Pendergast asintió con la cabeza.

—Incluso en mi primer descenso, quedé asombrado por la inmensidad de los subterráneos. Me sentía como los exploradores Lewis y Clark a punto de adentrarse en una tierra desconocida.

—Y no conoce usted ni la mitad. Existen más de tres mil kilómetros de túneles abandonados a medio excavar, y otros ocho mil kilómetros todavía en uso. Cámaras subterráneas tapiadas y olvidadas. —Hayward se encogió de hombros—. Además, se oyen historias. Por ejemplo, sobre refugios antiaéreos construidos por el Pentágono en los años cincuenta para proteger a la gente importante de Wall Street. Según dicen, algunos conservan todavía agua corriente, suministro eléctrico y alimentos enlatados. Salas de máquinas llenas de maquinaria abandonada, grandes conductos de madera usados antiguamente como cloacas. Todo un espeluznante mundo perdido.

Pendergast se echó hacia adelante en el sillón.

—Sargento Hayward —dijo—, ¿ha oído hablar de la Buhardilla del Diablo?

Hayward asintió con la cabeza.

—Sí. Algo he oído.

—¿Sabría decirme dónde está o cómo localizarla?

Hayward se quedó pensativa por un largo momento.

—No. La mencionaron un par de mendigos durante los desalojos. Pero se oyen tantas tonterías ahí abajo, que una presta poca atención a la mayor parte. Siempre he pensado que era una fantasía absurda.

—¿Conoce a alguien que pueda proporcionarme más información?
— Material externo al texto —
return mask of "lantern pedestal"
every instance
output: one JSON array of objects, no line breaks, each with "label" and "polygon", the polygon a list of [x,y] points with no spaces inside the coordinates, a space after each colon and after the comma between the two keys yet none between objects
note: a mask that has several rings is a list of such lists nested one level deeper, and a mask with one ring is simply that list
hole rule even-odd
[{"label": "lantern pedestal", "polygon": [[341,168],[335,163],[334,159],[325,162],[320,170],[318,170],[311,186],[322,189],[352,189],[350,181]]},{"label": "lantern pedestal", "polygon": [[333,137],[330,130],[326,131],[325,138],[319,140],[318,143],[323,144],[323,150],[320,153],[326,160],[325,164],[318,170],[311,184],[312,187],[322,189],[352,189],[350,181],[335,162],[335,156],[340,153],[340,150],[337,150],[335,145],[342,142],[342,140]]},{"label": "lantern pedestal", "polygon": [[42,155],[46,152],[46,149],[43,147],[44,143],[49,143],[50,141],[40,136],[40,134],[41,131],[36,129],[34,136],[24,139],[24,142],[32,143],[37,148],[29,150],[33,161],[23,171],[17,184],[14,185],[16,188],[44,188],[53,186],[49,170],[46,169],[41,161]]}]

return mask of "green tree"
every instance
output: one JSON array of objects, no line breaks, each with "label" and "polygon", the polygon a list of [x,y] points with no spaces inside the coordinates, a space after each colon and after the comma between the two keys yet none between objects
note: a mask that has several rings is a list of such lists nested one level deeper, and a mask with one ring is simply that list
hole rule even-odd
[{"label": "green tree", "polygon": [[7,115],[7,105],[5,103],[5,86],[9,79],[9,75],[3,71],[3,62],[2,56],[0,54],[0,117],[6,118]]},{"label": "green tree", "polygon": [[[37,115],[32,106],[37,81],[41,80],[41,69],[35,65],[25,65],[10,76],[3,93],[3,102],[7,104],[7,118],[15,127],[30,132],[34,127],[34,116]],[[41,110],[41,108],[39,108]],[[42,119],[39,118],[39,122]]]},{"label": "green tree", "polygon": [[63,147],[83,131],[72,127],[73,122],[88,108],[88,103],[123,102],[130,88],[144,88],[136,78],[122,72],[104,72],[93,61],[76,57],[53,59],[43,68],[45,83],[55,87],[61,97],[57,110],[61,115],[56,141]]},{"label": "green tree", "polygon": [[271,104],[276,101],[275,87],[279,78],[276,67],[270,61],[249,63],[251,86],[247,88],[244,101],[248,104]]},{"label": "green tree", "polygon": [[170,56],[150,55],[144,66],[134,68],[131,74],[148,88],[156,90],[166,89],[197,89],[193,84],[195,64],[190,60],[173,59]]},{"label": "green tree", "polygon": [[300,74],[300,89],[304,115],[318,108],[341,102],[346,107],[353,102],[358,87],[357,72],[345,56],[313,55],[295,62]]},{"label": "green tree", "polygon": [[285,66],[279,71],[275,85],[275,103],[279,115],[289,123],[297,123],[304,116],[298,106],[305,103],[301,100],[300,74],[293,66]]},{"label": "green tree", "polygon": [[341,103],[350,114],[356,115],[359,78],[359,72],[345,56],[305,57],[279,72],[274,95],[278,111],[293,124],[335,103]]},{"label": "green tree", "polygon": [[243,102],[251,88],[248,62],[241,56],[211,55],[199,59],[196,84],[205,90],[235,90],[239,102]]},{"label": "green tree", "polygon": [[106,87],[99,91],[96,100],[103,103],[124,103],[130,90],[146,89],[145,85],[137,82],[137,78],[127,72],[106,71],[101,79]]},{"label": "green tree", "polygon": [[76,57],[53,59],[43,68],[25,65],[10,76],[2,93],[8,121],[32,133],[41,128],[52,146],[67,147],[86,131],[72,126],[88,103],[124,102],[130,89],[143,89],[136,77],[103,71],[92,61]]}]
Hayward cambió ligeramente de postura.

—Puede hablar con Al Diamond —contestó, dirigiendo la mirada nuevamente al paisaje de los almiares. Era asombroso, pensó, que con unos cuantos puntos de pintura fuese posible producir una imagen tan clara—. Es un ingeniero del puerto, una auténtica autoridad sobre estructuras subterráneas. Lo llaman siempre que hay una fuga importante a gran profundidad o quieren tender un nuevo gasoducto. —Se interrumpió por un instante—. Pero hace tiempo que no sé nada de él. Quizá haya hincado el pico.

—¿Cómo?

—Que quizá haya muerto, quería decir.

Siguió un silencio, roto sólo por el suave arrullo del agua.

—Si los asesinos han colonizado algún espacio recóndito bajo tierra, el gran número de gente que habita en los túneles será en sí mismo una complicación —dijo Pendergast por fin.

Hayward desvió la mirada del cuadro y la fijó en el agente del FBI.

—Y va a más —afirmó.

—¿A qué se refiere?

—Faltan sólo unas semanas para el principio del otoño —contestó Hayward—. Es en esa época, en previsión del frío del invierno, cuando los mendigos se trasladan masivamente a los subterráneos. Si está en lo cierto sobre esos asesinos, imagine qué ocurrirá en ese momento.

—No, no lo imagino —repuso Pendergast—. Dígamelo usted.

—Temporada de caza —respondió Hayward, y volvió a mirar el paisaje.